Enoch and Christian Universalism
I've been repeatedly reading the Similitudes of Enoch recently (1 Enoch 37-71 – the new Vanderkam and Nickelsburg is both the most authoritative translation and, in my view, the most accessible), and it occurred to me that it is a potentially relevant text to the Christian Universalism (CU) debate. If Matthew did indeed draw from the Similitudes for the 'parable' of the sheep and goats (Mt. 25:35-46), as Jim Davila and others think, then one ought to best consult 1 Enoch to understand Matthew. And I think one would be hard pressed to maintain any version of universalism based upon 1 Enoch!
In other words, the canonical Gospel text of Matthew likely does not support the notion that Jesus held universalist convictions, and, especially if the Similitudes link is pursued, indeed held convictions opposed to CU.
To run with this line of thinking: While it can be argued that Paul's letters do not have to be interpreted in a way that is incompatible with CU, one would also be hard pressed to claim that Paul was himself a universalist, even if there are CU seeds in his letters. Add to this the general view of Christian tradition, which in the 6th century explicitly condemned (albeit an extremely dubious variety of) CU, and one has a formidable artillery lined up against universalist convictions.

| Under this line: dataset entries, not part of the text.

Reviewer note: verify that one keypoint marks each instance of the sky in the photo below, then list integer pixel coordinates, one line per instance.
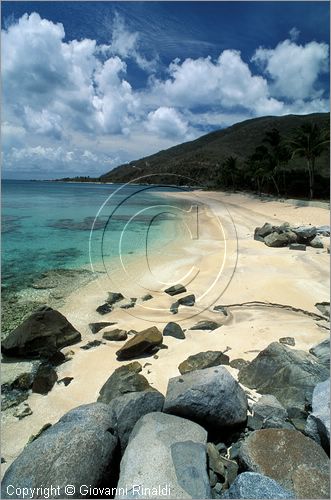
(87, 86)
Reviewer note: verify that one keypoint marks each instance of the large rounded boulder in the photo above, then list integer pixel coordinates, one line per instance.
(210, 397)
(78, 450)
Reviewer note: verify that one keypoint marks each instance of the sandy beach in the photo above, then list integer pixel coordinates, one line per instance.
(223, 265)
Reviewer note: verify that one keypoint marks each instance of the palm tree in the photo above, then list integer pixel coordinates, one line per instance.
(309, 143)
(230, 169)
(278, 156)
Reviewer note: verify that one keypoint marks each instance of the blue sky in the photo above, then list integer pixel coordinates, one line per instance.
(90, 85)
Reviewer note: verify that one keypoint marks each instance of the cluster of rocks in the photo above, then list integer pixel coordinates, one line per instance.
(294, 237)
(206, 438)
(117, 300)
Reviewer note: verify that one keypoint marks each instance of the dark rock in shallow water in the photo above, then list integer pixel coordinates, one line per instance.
(96, 327)
(90, 345)
(250, 485)
(210, 397)
(78, 450)
(114, 297)
(44, 331)
(226, 470)
(203, 360)
(173, 330)
(165, 452)
(288, 374)
(23, 382)
(276, 240)
(288, 341)
(322, 352)
(175, 290)
(55, 358)
(142, 343)
(296, 462)
(44, 379)
(129, 408)
(12, 398)
(305, 233)
(104, 309)
(297, 246)
(116, 334)
(206, 325)
(23, 412)
(318, 422)
(125, 379)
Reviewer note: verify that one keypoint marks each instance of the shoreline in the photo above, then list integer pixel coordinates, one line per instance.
(298, 279)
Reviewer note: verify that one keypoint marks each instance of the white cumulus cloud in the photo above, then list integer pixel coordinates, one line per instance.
(294, 69)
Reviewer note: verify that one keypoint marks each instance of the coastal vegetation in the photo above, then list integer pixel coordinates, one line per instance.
(281, 156)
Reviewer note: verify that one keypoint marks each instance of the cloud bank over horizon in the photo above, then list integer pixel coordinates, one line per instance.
(72, 107)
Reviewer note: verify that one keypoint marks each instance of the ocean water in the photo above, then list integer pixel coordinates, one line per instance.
(51, 225)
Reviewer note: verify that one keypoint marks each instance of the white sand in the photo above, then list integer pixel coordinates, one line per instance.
(222, 272)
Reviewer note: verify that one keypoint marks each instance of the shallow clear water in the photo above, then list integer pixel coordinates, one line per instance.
(47, 225)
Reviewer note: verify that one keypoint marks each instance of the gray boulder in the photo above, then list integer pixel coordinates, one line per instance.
(210, 397)
(305, 233)
(104, 308)
(78, 450)
(318, 422)
(45, 331)
(125, 379)
(323, 230)
(261, 232)
(116, 334)
(269, 406)
(287, 340)
(295, 461)
(276, 240)
(316, 242)
(173, 330)
(142, 343)
(129, 408)
(322, 352)
(166, 454)
(175, 290)
(174, 308)
(270, 413)
(203, 360)
(44, 379)
(288, 374)
(128, 304)
(297, 246)
(188, 300)
(253, 485)
(96, 327)
(206, 325)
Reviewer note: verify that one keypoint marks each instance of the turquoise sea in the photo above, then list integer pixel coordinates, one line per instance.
(47, 225)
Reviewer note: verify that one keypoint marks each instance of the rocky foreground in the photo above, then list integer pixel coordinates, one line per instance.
(208, 437)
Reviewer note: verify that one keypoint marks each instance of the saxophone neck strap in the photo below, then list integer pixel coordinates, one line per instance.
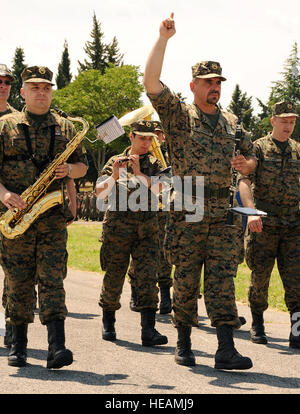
(39, 164)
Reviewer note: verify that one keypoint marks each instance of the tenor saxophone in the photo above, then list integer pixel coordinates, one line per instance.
(14, 223)
(156, 152)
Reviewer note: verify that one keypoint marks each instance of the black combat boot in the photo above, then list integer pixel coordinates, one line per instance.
(133, 299)
(257, 331)
(18, 351)
(183, 352)
(150, 336)
(165, 300)
(8, 335)
(294, 339)
(227, 357)
(58, 355)
(108, 325)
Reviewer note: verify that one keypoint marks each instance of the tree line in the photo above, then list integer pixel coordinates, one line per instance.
(104, 86)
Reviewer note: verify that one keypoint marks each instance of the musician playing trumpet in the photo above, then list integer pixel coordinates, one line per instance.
(130, 232)
(29, 140)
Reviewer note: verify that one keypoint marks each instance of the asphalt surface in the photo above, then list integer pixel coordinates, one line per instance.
(125, 367)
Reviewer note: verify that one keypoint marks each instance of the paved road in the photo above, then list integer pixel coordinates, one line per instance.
(125, 367)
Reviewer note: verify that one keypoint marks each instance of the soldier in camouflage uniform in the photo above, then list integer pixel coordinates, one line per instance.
(6, 79)
(200, 140)
(164, 272)
(276, 190)
(28, 141)
(130, 233)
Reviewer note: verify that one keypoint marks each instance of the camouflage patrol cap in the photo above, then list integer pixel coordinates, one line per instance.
(37, 74)
(4, 71)
(207, 69)
(284, 109)
(157, 126)
(144, 128)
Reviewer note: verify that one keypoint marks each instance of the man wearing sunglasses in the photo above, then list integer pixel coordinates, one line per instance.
(6, 79)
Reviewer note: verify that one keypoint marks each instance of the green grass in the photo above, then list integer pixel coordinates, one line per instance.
(84, 248)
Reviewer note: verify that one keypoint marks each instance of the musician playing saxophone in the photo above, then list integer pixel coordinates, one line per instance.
(29, 141)
(133, 232)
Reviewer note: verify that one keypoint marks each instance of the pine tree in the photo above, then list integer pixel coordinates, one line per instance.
(113, 53)
(95, 49)
(64, 75)
(288, 89)
(241, 106)
(18, 66)
(100, 55)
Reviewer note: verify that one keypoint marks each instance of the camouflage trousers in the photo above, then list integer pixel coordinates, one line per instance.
(215, 246)
(125, 234)
(283, 244)
(38, 256)
(164, 271)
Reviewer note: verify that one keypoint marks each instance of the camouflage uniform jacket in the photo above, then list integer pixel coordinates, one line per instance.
(196, 149)
(149, 165)
(9, 110)
(17, 171)
(276, 181)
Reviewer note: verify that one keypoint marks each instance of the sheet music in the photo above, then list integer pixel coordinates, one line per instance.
(110, 129)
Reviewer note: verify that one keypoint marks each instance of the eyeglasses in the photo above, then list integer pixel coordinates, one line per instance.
(8, 83)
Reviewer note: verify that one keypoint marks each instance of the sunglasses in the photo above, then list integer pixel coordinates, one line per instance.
(8, 83)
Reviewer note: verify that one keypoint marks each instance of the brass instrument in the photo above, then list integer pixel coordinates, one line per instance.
(137, 115)
(156, 152)
(15, 223)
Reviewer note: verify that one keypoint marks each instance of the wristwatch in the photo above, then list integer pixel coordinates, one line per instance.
(70, 169)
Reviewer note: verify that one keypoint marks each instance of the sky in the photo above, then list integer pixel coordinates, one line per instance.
(250, 38)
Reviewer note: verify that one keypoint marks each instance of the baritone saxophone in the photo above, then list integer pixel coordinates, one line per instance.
(14, 223)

Further, and for me at the moment decisively, to add the CU footnote at the end of this picture is not simply a tame option but vital for one's understanding of the whole (much like the last chapter in a book telling you what happens at the very end is crucial). And to this extent, because it is difficult to understand the CU option as merely a subtlety, I struggle to accept a version of the story's end that does not square too comfortably with a canonical portrait of Jesus' teaching, Paul, nor the tradition of the church. Of course, I hope CUs are right. Gregory MacDonald is a 'hopeful dogmatic universalist'. For now, I remain simply a hopeivist.